Our presentation is not an exhaustive one, but it contains just a sample of representative equations which frequently are cited in the scientific literature. In the following points we briefly summarize the contents of this paper, we also mention some promising future perspectives on this field.

  1. 1.

    A long this paper we reviewed the tws analysis for different nonlinear reaction-diffusion equations ranging from nongenerate cases to those of degenerate type. The approach we emphazised to carried out such analysis, it consits in restating the tws problem in the full PDE into a series of dynamical system problems consisting in looking for the existence of parameter values for which there exist different types of heteroclinic trajectories for nonlinear autonomous ODE systems. Here shooting arguments play a relevant rolle (see [21]). As a consequence of the analysis, a rich variety of tws have been shown ranging from smooth fronts, sharp fronts and different pulse types.

  2. 2.

    In the sketched scenario mentioned in the previous item, the existence of tws of sharp type which comes from a saddle-saddle heteroclinic trajectory. Because such type of solutions have discontinuous derivative at certain finite point, they are not classical solutions of the corresponding degenerate PDE. The introduction of an appropriate concept of weak solution was requiered already has been introduced.

  3. 3.

    Higher order of degeneracies (as \(D(0)=D^{\prime}(0)=0\)) or multiple points of degeneracy within the domain of the density-dependent diffusion \(D(u)\) coefficient, in recent years have been studied by a number of reserchers. See [15, 16] and [19].

  4. 4.

    It is documented in the scientific literature that the so-called direct aggregative behaviour of a population can be described by means of a single density-dependent reaction-diffusion equation where the sign of this changes. In fact, by combining signs of the diffusion coeffcient, for instance from positive to negative, we can describe diffusion and aggregation of a population. The negativeness of the diffusion coefficient involves ill posed initial and boundary value problems. In the references [14] and [22] the reader can be see some studies have been carried on these topics.

  5. 5.

    The convergence problem is other quite important problem in this field. Let us summarize what we mean by this. Let us denote by \(\phi(x-c^{*}t)\) the tws of sharp type for a degenerate PDE and \(\psi(x,t)\) the corresponding solution of an initial condition value problem associated with such a degenerate equation. The convergence problem is: How does the limit

    $$\lim_{t\rightarrow+\infty}|\psi(x,t)-\phi(x-c^{*}t)|$$

    behaves?

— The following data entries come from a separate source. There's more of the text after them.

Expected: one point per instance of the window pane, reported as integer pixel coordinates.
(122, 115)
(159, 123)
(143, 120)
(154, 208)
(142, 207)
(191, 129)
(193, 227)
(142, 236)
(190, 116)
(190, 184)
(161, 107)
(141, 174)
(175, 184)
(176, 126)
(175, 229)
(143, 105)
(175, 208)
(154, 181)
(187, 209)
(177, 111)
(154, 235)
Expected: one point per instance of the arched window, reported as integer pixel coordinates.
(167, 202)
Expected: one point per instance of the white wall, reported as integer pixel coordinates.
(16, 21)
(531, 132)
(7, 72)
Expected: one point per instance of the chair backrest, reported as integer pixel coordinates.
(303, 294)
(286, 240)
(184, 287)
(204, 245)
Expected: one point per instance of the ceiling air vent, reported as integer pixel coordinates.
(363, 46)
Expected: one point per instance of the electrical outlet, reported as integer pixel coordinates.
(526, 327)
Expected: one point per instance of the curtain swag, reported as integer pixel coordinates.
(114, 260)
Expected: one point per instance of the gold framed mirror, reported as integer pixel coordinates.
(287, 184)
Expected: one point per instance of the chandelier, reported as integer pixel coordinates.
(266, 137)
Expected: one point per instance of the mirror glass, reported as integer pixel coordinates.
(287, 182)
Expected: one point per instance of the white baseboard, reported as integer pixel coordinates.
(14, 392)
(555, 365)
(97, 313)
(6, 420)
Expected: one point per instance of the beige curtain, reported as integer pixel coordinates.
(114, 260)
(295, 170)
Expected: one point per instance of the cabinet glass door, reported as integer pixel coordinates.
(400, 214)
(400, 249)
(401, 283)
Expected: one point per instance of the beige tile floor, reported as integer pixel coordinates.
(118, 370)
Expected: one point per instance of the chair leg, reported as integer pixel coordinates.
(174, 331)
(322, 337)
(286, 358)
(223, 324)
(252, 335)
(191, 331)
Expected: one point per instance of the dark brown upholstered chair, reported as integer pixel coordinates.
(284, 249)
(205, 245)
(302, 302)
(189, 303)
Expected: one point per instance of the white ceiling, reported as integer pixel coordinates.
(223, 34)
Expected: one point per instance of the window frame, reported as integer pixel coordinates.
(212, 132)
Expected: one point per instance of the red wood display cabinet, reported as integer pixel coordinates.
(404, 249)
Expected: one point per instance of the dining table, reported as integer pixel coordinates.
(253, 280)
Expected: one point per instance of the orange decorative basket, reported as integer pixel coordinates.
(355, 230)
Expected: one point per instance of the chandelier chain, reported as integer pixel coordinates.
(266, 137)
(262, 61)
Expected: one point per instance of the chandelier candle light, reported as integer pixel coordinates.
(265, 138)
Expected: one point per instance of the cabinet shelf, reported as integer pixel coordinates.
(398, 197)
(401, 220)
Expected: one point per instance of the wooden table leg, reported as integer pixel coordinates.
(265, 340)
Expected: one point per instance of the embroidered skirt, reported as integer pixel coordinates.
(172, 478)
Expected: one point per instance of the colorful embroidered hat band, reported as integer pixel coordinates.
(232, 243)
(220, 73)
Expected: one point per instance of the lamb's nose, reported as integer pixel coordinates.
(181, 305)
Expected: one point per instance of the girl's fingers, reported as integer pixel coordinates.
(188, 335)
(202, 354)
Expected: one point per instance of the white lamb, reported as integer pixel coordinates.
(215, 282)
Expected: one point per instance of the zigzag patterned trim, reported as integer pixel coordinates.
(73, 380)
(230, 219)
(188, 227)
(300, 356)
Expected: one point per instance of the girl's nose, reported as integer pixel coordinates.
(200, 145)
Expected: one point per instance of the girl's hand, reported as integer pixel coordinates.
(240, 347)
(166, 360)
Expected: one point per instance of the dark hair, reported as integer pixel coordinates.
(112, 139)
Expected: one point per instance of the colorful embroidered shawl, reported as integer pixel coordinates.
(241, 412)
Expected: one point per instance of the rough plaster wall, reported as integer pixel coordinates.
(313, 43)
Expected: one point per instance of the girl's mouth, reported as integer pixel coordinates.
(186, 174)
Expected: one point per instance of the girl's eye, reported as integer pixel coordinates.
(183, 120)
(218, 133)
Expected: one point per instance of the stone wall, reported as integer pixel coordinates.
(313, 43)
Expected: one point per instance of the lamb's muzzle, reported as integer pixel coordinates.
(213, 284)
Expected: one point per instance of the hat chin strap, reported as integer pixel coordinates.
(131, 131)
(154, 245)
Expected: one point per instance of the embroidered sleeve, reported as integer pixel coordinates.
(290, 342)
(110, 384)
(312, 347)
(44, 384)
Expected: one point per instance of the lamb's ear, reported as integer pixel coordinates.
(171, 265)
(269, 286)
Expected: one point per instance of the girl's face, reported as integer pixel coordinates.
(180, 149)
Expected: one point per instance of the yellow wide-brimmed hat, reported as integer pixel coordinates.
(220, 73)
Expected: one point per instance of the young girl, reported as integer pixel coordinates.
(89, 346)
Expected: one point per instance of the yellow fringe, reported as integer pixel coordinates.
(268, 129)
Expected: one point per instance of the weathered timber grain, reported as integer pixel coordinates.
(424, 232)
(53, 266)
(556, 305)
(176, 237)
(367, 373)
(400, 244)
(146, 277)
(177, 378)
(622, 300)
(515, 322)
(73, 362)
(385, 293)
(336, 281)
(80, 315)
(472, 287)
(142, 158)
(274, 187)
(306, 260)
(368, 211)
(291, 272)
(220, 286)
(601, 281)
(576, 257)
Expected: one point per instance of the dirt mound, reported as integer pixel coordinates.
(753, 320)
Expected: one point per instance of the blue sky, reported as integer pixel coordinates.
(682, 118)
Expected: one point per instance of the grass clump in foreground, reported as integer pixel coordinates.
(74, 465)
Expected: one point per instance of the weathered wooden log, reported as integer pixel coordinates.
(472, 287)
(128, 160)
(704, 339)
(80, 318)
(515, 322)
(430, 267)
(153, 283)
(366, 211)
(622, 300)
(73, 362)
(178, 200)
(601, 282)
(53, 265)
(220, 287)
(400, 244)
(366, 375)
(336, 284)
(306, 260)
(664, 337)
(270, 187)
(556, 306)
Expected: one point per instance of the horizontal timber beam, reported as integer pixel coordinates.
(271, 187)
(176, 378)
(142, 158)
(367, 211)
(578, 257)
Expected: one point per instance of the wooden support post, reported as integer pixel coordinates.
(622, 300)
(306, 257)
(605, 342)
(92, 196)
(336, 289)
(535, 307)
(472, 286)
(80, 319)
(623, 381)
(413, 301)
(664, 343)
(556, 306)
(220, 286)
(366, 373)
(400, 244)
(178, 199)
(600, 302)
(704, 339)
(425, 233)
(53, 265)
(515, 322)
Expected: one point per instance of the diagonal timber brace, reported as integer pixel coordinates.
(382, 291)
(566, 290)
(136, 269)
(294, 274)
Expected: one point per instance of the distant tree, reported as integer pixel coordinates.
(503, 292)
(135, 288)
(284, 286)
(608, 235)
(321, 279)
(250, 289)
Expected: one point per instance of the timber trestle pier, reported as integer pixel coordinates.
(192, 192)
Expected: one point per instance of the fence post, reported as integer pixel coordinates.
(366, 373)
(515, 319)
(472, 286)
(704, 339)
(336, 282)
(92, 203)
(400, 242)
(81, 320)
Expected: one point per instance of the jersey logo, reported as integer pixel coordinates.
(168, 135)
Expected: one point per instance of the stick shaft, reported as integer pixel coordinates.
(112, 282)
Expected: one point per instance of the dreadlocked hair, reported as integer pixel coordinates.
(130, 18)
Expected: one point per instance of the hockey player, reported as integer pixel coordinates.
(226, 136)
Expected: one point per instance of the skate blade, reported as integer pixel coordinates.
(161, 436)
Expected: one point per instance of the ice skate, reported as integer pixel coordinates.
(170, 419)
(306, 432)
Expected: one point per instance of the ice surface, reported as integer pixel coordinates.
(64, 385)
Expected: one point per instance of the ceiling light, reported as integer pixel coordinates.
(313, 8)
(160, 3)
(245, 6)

For the degenerate bistable case this analysis it seems to be easier that the corresponding for the degenerate Fisher-KPP equation. For this one in [13] the authors carried out an spectral stability analysis.

  6. 6.

    The tws analysis is not straightforward when we have couple degenerate equations or models having degenerate cross dependent diffusion systems. In [23] such analysis has been developed in a simplified mathematical model arising in pattern formation Bacillus subtilis bacteria colonies. Recent developments of tws analysis have been used with the aim of elucidating the tumour cancer invasion process. For instance, in [6] the authors present a travelling wave analysis of a mathematical model proposed with the aim of describing the invasion of a cancer tumour. The model consists of two coupled PDE of reaction-diffusion type where in one of them it appears a degenerate cross-dependent diffusion coefficient. The model supports the existence of biological meaningfull tws.